The film opens on the oddity of a three-minute dream sequence, which basically highlights all of the film’s gore and creature effects, along with everything that even vaguely seems like a dramatic moment they can scrape from anywhere else. The filmmakers should have realised that once you see this – the effects highlights – there is no reason to sit through the dreary drama that fills the rest of the show. In all regards, this is a bad film – the direction is tedious, the photography dull and uninvolving. The performances seem to all be delivered by amateurs – hero Scott Davis has this incredibly flat inflection as he narrates in voiceover.
Certainly, the film has one thing going for it – cheap and unconvincing gore and creature effects. The filmmakers seems oblivious to the shortcoming of these and proceed on with a great deal of enthusiasm. There are the absurdly entertaining scenes where the abomination starts manifesting tentacles and mouths out of washing machines, kitchen cupboards, from under the kitchen sink and even rattling the stovetop.
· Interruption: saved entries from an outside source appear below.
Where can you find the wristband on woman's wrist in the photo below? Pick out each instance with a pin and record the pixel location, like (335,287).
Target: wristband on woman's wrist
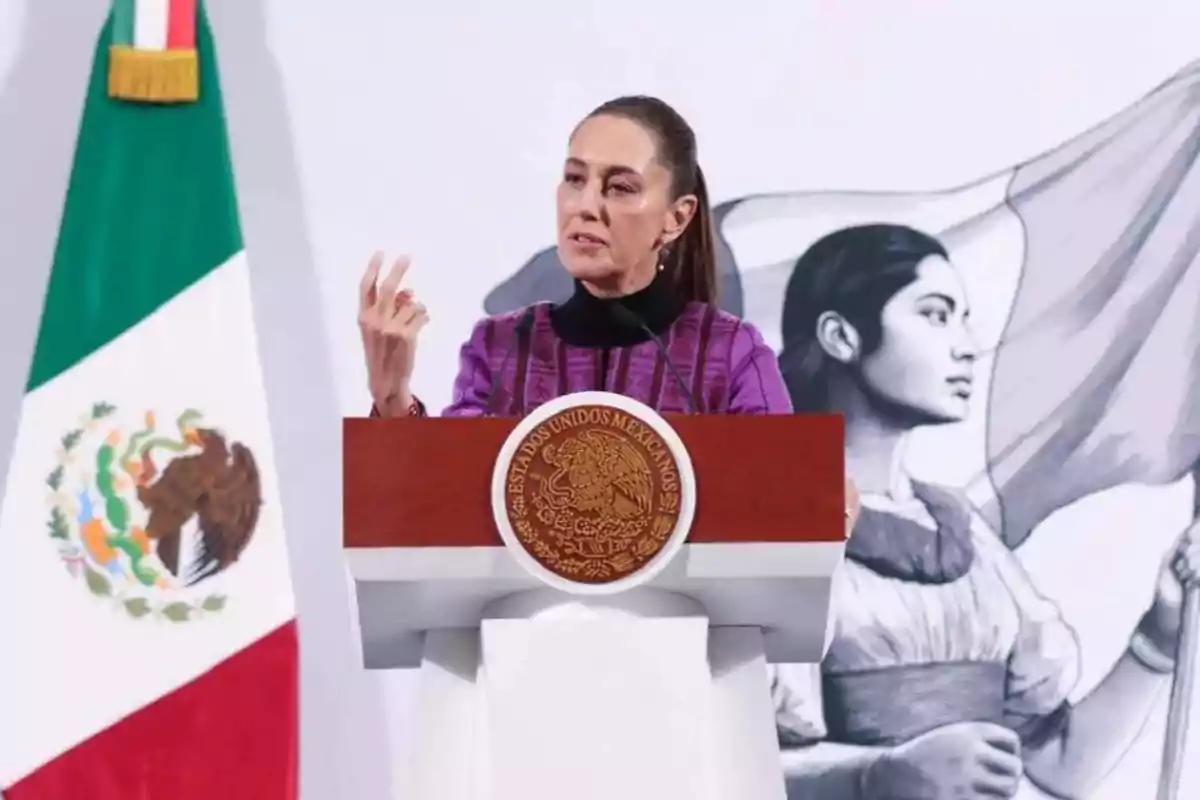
(415,408)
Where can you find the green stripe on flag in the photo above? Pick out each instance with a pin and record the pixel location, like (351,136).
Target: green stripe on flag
(123,23)
(150,209)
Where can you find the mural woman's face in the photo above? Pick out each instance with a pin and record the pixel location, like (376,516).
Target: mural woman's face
(615,210)
(924,364)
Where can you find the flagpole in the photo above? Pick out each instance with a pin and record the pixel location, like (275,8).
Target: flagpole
(1183,681)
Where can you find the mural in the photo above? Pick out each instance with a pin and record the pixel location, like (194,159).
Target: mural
(1048,317)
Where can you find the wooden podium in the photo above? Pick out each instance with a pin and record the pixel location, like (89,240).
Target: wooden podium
(534,691)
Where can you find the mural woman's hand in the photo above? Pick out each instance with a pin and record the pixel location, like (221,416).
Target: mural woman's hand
(969,761)
(1181,571)
(390,320)
(853,505)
In another scene, Scott Davis leaves a cutting of the tumour in preacher Brother Fogg (Rex Morton)’s toilet bowl whereupon Fogg sits on the toilet and is attacked and dragged in by the creature. There’s an entertaining climax where the abomination erupts from Davis’s stomach and drags off girlfriend Blue Thompson.
What is even more bizarre is the lack of real explanation for anything that is going on. Trying to follow what is going on may well cause brain injury. The abomination starts off as a tumour in Scott Davis’s mother, which Brother Fogg promises to deliver by a tele-exorcism whereupon she vomits it up. It crawls out of the trash and enters Scott Davis’s sleeping mouth after which it appears to possess him and drive him to start killing people. All the deaths he creates somehow cause the tumour to grow in size and become a monster hidden in the kitchen that he has to keep feeding – something you cannot help but feel keeps harkening back to The Little Shop of Horrors (1960), which had notedly just been remade around the same this came out with Little Shop of Horrors (1986).
The Abomination was the first full-length film for Bret McCormick who appears under the pseudonym Max Raven. Under his own name, McCormick has made over a dozen films in the ensuing three decades, mostly in the action genre. His other genre works include Children of Dracula (1994), a documentary about supposed real-life vampires; the monster movie Repligator (1996); the killer robot film Bio-Tech Warrior (1996); and the time travel film Time Tracers (1997); while he has also produced Cyberstalker (1995).